Shamsi airfield, in the Baluchistan region in southern Pakistan, has become the new ground zero in the United States war against the Taliban and Al Qaeda.

The Times, London, reports that the Central Intelligence Agency is covertly using the Shamsi airfield, located just 30 miles from the border between Afghanistan and Pakistan, to launch Predator strikes on Taliban and Al Qaeda bases on the Pakistani side of the border with Afghanistan -- a fact repeatedly denied by Washington, DC and Islamabad.
The airstrip's proximity to the border is what makes it attractive for the covert operation, since it becomes possible for the CIA to launch strikes within minutes of receiving positive intelligence.

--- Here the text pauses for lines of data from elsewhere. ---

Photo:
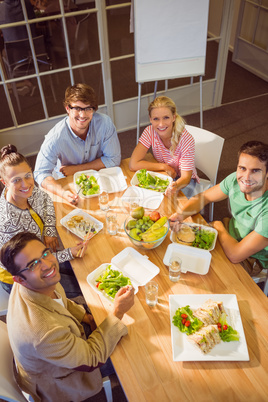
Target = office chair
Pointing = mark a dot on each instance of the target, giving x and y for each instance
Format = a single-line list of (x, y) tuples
[(208, 149), (4, 296), (18, 60)]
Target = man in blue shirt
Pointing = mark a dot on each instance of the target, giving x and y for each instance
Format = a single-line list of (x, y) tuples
[(83, 140)]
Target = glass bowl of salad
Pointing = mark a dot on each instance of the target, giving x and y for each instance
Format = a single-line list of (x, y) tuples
[(146, 233)]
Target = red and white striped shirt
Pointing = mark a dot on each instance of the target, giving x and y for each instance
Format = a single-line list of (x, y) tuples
[(183, 157)]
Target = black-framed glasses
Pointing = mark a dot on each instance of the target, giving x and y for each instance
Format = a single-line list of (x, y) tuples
[(78, 109), (34, 264)]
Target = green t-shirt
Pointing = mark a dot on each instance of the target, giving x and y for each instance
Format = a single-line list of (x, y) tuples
[(247, 215)]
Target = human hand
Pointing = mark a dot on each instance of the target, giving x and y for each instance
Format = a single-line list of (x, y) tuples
[(170, 171), (79, 250), (68, 170), (123, 301), (171, 189), (88, 319), (71, 197), (51, 242)]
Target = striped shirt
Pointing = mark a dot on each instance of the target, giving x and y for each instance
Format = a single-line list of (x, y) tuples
[(183, 157)]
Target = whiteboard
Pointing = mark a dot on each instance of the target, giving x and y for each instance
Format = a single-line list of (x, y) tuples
[(170, 38)]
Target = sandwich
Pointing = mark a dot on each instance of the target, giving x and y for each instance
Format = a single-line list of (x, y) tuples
[(185, 236), (206, 338), (210, 312)]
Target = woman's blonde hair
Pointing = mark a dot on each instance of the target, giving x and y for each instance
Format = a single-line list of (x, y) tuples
[(178, 124)]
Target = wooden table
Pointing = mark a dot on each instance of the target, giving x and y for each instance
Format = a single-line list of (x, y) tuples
[(143, 359)]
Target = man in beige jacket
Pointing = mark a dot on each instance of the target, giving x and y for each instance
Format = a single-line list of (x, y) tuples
[(55, 360)]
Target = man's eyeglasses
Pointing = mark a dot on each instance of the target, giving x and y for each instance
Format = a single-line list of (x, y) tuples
[(78, 109), (34, 264)]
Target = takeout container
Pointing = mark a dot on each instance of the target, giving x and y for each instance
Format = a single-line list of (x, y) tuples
[(194, 225), (111, 180), (194, 259), (97, 224), (146, 198), (132, 264)]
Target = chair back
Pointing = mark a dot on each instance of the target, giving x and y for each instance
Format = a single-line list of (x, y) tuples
[(208, 149), (9, 390), (4, 297)]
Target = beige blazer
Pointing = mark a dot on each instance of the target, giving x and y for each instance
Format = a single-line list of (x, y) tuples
[(55, 361)]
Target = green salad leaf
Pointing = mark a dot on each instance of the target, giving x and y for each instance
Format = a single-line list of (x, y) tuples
[(146, 180), (88, 184), (203, 239), (110, 281), (227, 334), (185, 313)]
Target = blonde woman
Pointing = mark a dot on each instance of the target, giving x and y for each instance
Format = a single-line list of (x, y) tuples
[(172, 145)]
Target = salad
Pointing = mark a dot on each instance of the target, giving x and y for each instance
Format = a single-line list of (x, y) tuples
[(110, 281), (146, 180), (88, 184)]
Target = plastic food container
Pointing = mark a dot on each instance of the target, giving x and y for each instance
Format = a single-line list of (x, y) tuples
[(79, 212), (132, 264), (111, 180)]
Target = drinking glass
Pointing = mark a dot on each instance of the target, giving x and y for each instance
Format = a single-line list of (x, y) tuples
[(111, 221), (151, 293), (175, 269), (104, 201)]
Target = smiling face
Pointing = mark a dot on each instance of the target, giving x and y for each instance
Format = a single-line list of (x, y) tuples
[(162, 121), (19, 182), (79, 121), (251, 176), (45, 275)]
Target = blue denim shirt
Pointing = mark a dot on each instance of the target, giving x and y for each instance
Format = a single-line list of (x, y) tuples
[(62, 147)]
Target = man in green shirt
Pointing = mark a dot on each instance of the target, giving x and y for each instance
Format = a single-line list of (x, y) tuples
[(244, 237)]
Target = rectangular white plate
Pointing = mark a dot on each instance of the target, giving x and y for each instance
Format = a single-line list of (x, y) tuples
[(132, 264), (111, 180), (145, 198), (135, 181), (193, 259), (183, 350), (204, 227), (97, 224)]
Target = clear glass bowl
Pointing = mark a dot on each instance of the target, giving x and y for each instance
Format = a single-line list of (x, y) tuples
[(141, 243)]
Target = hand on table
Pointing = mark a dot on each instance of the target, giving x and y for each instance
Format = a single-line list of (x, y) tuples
[(51, 242), (171, 189), (123, 301), (79, 250), (71, 197), (69, 170), (88, 319)]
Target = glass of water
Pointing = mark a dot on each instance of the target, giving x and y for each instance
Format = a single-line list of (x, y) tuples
[(104, 201), (111, 221), (175, 269), (151, 293)]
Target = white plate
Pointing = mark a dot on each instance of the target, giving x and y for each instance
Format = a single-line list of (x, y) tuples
[(135, 180), (193, 259), (97, 224), (137, 267), (204, 227), (111, 180), (145, 198), (183, 350)]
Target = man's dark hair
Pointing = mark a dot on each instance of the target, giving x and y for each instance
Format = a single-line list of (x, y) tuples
[(257, 149), (12, 248)]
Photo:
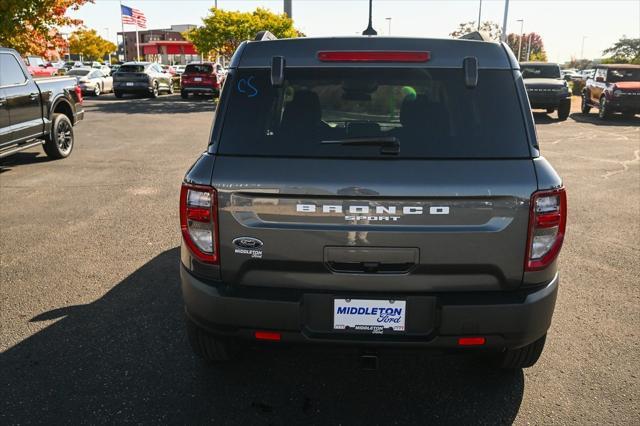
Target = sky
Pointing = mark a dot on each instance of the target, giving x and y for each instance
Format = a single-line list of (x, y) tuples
[(563, 24)]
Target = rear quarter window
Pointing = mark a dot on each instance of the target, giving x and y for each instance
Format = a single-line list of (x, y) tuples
[(429, 111)]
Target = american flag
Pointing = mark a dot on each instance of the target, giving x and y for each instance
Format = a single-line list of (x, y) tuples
[(133, 16)]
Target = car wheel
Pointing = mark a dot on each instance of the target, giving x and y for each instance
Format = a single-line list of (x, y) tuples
[(564, 109), (604, 109), (523, 357), (59, 143), (584, 106), (208, 347), (155, 92)]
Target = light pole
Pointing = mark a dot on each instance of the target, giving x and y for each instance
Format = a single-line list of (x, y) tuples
[(520, 39), (503, 37)]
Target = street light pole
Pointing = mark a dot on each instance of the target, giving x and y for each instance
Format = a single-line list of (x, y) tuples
[(504, 21), (520, 39)]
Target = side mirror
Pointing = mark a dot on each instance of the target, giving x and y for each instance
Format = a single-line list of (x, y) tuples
[(470, 66), (277, 71)]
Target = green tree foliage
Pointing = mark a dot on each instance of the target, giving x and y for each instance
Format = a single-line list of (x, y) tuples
[(488, 27), (626, 50), (537, 47), (90, 45), (222, 30), (30, 26)]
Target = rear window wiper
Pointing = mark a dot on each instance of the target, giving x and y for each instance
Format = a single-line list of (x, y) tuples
[(390, 144)]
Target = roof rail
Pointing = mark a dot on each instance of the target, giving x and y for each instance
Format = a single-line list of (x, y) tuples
[(476, 35), (264, 35)]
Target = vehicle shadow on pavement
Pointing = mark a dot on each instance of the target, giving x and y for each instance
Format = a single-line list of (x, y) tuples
[(614, 120), (125, 358), (171, 104)]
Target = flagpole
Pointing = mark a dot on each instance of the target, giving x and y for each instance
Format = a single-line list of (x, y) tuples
[(124, 43)]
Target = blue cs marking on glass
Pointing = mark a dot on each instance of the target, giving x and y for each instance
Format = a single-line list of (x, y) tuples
[(246, 86)]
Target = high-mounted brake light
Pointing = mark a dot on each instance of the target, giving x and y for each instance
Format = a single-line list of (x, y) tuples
[(373, 56), (547, 225), (199, 221)]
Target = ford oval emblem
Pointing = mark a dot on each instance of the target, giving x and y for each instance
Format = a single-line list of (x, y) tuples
[(247, 243)]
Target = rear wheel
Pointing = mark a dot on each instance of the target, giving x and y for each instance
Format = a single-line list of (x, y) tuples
[(584, 106), (564, 109), (209, 348), (523, 357), (59, 143), (604, 109)]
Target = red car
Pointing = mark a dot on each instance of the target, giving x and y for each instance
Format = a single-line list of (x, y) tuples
[(201, 78), (37, 67)]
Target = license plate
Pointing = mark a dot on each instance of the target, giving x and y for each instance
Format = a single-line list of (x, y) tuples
[(370, 316)]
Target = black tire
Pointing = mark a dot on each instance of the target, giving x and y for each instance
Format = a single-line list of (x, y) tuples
[(155, 92), (524, 357), (564, 109), (584, 106), (210, 348), (59, 143), (604, 113)]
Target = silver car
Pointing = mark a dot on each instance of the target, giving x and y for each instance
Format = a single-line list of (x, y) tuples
[(93, 81)]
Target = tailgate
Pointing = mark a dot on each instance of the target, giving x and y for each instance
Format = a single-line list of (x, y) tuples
[(445, 225)]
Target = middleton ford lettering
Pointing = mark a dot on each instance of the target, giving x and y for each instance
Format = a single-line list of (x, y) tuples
[(357, 212)]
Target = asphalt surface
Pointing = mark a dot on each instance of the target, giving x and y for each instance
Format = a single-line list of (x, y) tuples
[(91, 313)]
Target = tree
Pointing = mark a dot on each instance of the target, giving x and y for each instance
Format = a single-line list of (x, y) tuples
[(223, 30), (625, 50), (90, 45), (488, 27), (537, 47), (30, 26)]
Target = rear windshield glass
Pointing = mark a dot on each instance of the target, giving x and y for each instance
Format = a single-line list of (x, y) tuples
[(616, 75), (198, 69), (540, 71), (131, 68), (351, 112)]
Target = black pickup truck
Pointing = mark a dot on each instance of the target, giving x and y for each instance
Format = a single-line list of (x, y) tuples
[(36, 112)]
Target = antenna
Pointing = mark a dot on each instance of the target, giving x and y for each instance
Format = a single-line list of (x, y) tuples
[(370, 30)]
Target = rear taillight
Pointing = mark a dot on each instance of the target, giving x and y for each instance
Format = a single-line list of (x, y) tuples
[(199, 221), (78, 91), (547, 224)]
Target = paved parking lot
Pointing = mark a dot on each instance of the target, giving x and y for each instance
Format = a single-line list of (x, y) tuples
[(91, 314)]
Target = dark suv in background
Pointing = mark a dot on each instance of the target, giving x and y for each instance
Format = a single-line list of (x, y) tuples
[(142, 78), (372, 192), (546, 88), (613, 88)]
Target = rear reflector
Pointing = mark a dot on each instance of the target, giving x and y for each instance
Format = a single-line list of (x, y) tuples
[(267, 335), (471, 341), (373, 56)]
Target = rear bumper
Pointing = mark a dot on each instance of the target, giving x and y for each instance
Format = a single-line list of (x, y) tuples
[(433, 320)]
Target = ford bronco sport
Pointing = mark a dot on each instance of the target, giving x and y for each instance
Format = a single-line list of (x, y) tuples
[(372, 192)]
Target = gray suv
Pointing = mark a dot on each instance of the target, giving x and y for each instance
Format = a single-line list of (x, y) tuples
[(372, 192)]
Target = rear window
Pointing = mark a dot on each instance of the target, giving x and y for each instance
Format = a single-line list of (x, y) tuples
[(540, 71), (131, 68), (198, 69), (349, 112)]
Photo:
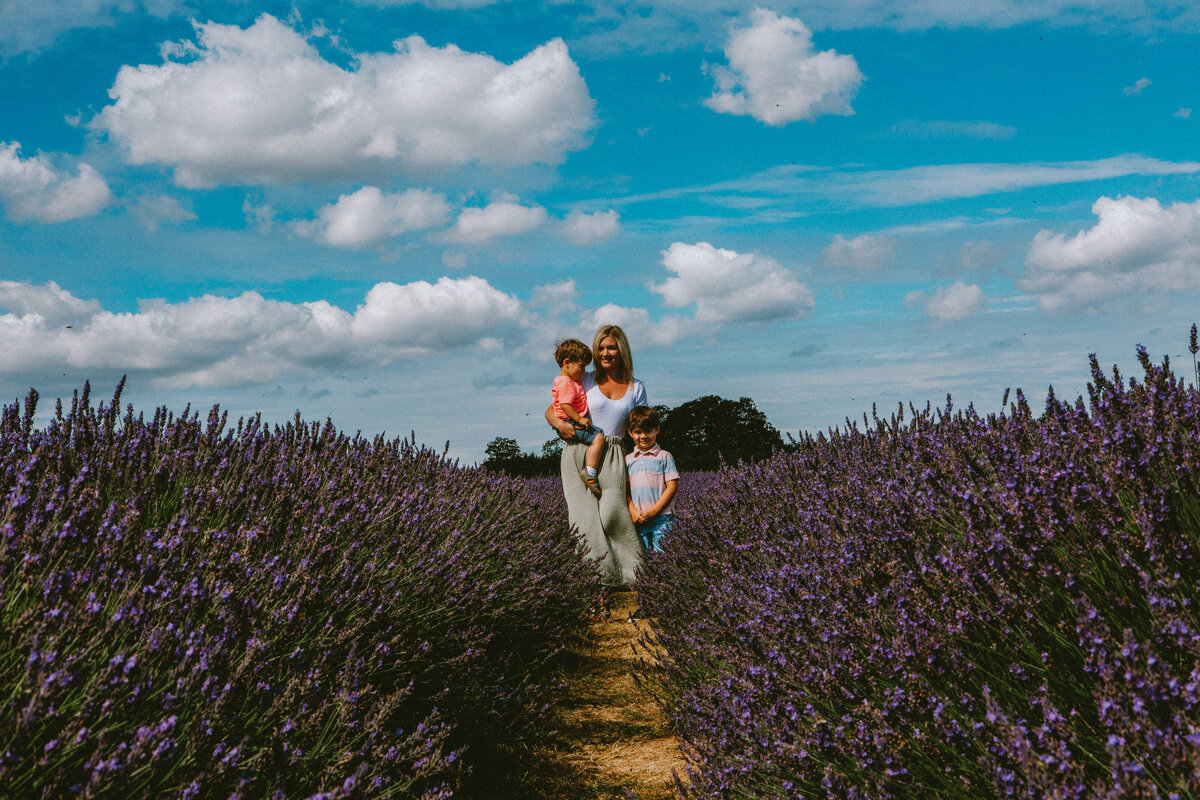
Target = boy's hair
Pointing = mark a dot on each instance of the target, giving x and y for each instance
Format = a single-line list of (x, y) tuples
[(573, 350), (643, 417)]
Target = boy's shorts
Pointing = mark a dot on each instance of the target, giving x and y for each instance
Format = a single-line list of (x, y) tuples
[(587, 435), (654, 530)]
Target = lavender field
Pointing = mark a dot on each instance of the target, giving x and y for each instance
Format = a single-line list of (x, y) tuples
[(946, 605), (936, 603), (197, 609)]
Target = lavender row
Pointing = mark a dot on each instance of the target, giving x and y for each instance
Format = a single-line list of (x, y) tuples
[(947, 605), (196, 609)]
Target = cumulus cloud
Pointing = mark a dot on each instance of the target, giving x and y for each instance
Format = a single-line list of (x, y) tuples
[(586, 229), (947, 304), (1135, 245), (477, 226), (370, 217), (33, 190), (249, 338), (1139, 86), (637, 325), (729, 287), (262, 106), (47, 305), (863, 252), (777, 77)]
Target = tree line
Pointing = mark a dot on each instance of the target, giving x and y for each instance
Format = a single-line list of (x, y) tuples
[(701, 434)]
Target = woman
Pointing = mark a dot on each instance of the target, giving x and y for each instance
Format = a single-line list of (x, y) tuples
[(604, 523)]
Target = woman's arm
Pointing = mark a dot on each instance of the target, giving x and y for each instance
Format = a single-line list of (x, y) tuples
[(664, 500), (564, 427)]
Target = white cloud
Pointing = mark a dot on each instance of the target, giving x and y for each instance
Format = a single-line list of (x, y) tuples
[(370, 217), (777, 77), (637, 325), (49, 305), (863, 252), (1135, 245), (261, 217), (424, 317), (787, 187), (477, 226), (262, 106), (729, 287), (249, 338), (33, 190), (947, 130), (948, 304), (1139, 86), (586, 229)]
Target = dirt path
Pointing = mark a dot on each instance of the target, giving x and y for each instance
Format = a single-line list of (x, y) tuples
[(611, 738)]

The Times ran its own investigation and pieced together details of the ongoing operation from the fact of an unexplained delivery of 730,000 gallons of F34 aviation fuel to Shamsi. The Defence Energy Support Centre site shows, says the London-based paper, that a civilian company, Nordic Camp Supply, was contracted to deliver the fuel, worth $3.2 million, from Pakistan Refineries near Karachi. It also shows the fuel was delivered last year, when the United States escalated drone attacks on Pakistan's lawless tribal areas.

While US embassy spokesmen in Pakistan denied that US troops were based in Pakistan, they refused to comment on any operations the CIA might be running out of Afghanistan. However, in recent times, Pakistan newspapers have repeatedly highlighted Predator attacks on Pakistan soil, paying special attention to the deaths of civilians in the raids.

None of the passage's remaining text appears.